Around the world and through the millennia we’ve been adorning our bodies with jewelry, sometimes integrating that adornment in the form of tattoos and piercings on our bodies themselves. While it’s an increasingly common form of expression, precautions must be taken before and afterwards to make sure getting either one done is a safe and healthy endeavor.
Tattoos were long the province of sailors and jailbirds, and piercings limited to one in each ear, girls only. Now many, many young people have plenty of each all over. A 2005 article in The New York Times reported that one in 10 Americans had a tattoo; in 2012 a Harris poll said it’s up to one in five. Thirty-somethings are the most likely group to sport them, women slightly more than men. Although some may make snap judgments about a girl with Elvis tattooed on her calf or a guy with studs coming from his nostrils, we’re all getting pretty used to it.
Body art of this kind, especially tattoos, is used for a variety of reasons: self-expression, fitting in, for religious reasons, or to be part of a group, maybe family or military.
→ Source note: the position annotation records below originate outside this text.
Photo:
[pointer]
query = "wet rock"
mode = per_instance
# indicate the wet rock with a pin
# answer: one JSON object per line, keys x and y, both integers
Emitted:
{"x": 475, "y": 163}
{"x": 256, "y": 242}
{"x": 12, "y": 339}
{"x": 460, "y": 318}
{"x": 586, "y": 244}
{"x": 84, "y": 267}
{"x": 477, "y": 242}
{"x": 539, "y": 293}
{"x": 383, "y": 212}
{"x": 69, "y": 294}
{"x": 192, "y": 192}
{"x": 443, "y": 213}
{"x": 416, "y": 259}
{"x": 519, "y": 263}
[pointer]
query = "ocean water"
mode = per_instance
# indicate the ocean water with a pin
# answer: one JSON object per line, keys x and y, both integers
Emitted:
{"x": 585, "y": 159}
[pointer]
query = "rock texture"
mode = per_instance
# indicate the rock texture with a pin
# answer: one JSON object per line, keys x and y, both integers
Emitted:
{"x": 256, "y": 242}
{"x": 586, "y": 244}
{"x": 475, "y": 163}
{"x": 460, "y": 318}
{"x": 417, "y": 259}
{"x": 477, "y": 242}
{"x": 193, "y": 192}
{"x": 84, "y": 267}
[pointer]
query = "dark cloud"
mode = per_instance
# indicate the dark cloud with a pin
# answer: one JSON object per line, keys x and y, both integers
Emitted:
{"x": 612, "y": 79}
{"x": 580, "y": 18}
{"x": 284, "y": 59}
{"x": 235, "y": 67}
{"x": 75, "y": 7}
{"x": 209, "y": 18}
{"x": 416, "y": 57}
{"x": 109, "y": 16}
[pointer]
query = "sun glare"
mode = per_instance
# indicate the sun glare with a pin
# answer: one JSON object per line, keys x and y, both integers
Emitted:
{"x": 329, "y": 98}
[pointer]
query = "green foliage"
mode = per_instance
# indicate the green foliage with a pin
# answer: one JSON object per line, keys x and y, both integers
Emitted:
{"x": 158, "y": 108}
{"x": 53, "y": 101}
When I was a kid I wanted my ears pierced very, very badly (49 percent of women have them, although to me the proportion seems much higher), but my parents wouldn’t let me do it. Eventually, at age 17, I had it done against their will, and later added a couple extra holes in my left ear. I wouldn’t be averse to doing an eyebrow, and I’ve been considering a tattoo or two, too, although I may be too old for that sort of thing.
Although many people — very sensibly — let their kids get old enough to decide for themselves first, I pierced my daughter’s ears when she was about six months old, which is common in the Italian culture of her father. At age 11 I let her get an extra set, although I draw the line at the lip piercing she’s requesting.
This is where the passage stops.